Esta ofensiva forma parte de una escalada sostenida que busca desmantelar de una vez la amenaza que Hezbolá representa para los civiles israelíes del norte. Fuerzas terrestres de la 98ª División continúan operando sobre el terreno, con apoyo aéreo constante, y han rodeado localidades clave como Bint Jbeil, considerada uno de los últimos bastiones importantes del grupo en la zona.
En las últimas semanas, Israel ha golpeado con fuerza: en un solo día reciente superó los 200 objetivos. La operación busca impedir que Hezbolá —brazo armado de Irán en la región— se rearme y vuelva a amenazar con miles de cohetes, como lo hizo durante años.

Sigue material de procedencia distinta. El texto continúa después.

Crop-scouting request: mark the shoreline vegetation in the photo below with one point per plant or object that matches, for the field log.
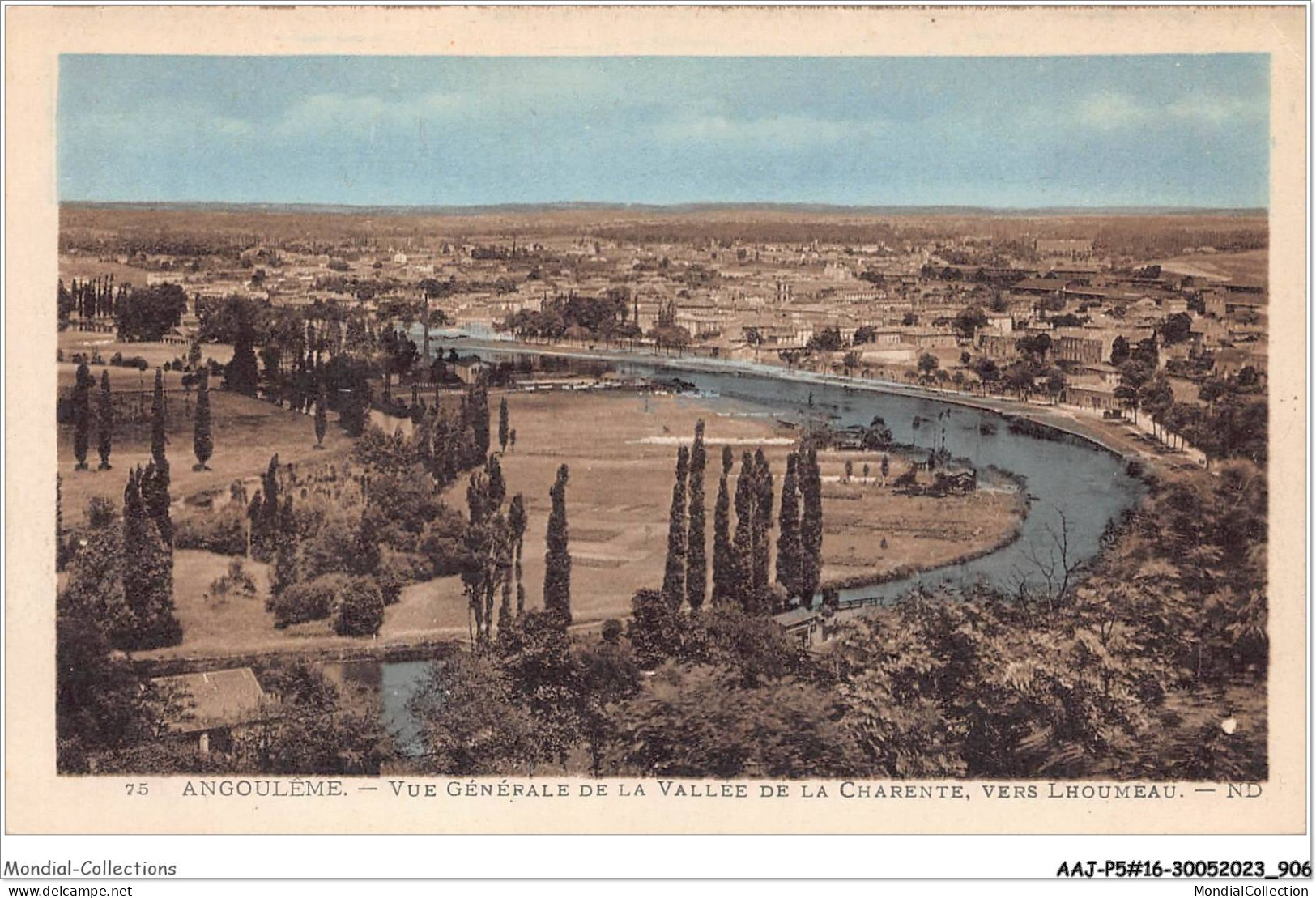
(1139, 651)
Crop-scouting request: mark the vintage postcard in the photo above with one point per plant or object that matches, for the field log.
(656, 420)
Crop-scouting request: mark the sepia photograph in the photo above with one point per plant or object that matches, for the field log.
(888, 423)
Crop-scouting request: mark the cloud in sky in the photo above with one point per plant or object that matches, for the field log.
(1174, 130)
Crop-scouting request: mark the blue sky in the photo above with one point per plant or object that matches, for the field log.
(1186, 130)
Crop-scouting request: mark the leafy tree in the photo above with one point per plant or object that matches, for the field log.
(608, 677)
(155, 496)
(1175, 328)
(761, 532)
(203, 444)
(82, 414)
(241, 374)
(104, 422)
(361, 609)
(100, 704)
(674, 572)
(557, 559)
(827, 340)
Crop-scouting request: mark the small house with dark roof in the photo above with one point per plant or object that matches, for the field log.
(211, 708)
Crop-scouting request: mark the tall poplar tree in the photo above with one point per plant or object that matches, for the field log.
(722, 573)
(203, 444)
(557, 559)
(743, 543)
(322, 414)
(82, 415)
(789, 534)
(696, 544)
(104, 422)
(674, 572)
(503, 431)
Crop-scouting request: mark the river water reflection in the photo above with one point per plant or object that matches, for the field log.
(1065, 477)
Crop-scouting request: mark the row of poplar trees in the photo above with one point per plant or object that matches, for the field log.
(203, 440)
(743, 556)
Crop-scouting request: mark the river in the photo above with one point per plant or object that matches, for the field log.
(1067, 479)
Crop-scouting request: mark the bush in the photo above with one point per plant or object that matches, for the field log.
(399, 569)
(361, 609)
(330, 549)
(307, 601)
(223, 532)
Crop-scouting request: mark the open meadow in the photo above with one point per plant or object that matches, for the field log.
(621, 453)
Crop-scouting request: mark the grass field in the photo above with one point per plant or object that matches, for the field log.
(1248, 267)
(246, 432)
(617, 504)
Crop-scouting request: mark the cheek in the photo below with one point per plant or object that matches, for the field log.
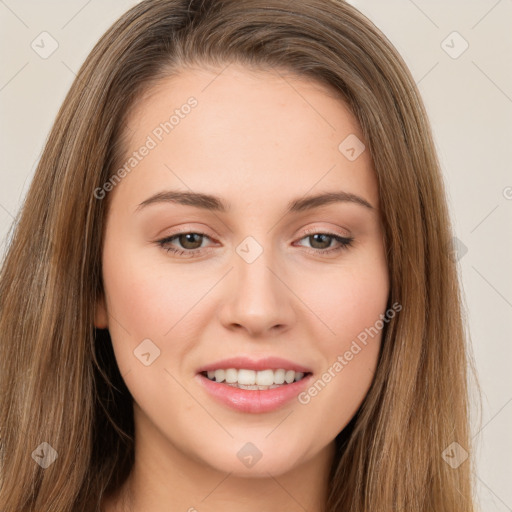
(351, 305)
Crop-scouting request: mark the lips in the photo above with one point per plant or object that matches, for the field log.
(254, 400)
(244, 362)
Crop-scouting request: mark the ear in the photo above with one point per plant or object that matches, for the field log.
(100, 317)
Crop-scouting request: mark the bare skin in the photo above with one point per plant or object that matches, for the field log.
(258, 141)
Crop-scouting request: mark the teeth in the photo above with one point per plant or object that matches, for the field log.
(251, 379)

Hezbolá, por su lado, promete seguir respondiendo. Ha lanzado cohetes y drones contra localidades israelíes, aunque con menor impacto que en etapas anteriores. El grupo, fuertemente debilitado tras meses de combates, sigue utilizando a la población civil libanesa como escudo, algo que Israel denuncia sistemáticamente.
El saldo humanitario es doloroso, como siempre ocurre en estas guerras provocadas por terroristas que no respetan ninguna regla. El Ministerio de Salud libanés reporta más de 2.000 muertos desde marzo, aunque Israel insiste en que la gran mayoría son combatientes de Hezbolá. Miles de libaneses han tenido que desplazarse, y la crisis humanitaria se agrava.

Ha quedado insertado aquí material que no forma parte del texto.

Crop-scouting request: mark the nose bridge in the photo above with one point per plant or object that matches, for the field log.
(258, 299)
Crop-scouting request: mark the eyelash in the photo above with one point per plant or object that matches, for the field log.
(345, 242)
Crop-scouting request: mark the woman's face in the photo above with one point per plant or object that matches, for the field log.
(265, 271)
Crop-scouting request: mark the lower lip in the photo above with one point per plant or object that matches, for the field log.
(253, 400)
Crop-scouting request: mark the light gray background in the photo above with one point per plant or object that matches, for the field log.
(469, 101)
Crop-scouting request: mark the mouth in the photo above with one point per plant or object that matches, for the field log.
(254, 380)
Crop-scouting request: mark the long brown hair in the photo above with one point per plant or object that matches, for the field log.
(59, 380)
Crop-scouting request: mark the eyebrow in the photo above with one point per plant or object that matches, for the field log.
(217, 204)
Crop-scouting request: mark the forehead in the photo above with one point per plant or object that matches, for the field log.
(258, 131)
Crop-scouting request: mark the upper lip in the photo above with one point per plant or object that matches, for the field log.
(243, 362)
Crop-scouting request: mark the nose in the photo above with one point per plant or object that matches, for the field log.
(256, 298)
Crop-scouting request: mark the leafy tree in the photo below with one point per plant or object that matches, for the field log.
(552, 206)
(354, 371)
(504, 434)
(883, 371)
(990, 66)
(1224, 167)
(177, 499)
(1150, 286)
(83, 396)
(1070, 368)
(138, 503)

De un lado, un país democrático que defiende a su gente después de años de ataques indiscriminados. Del otro, un grupo terrorista islamista, financiado y armado por el régimen iraní, que usa el Líbano como base de operaciones y tiene como objetivo declarado la destrucción de Israel.
Mientras se habla de conversaciones en Estados Unidos entre delegaciones israelíes y libanesas, Benjamin Netanyahu ha sido claro: no habrá tregua que deje intacta la capacidad ofensiva de Hezbolá. La seguridad de los israelíes está primero.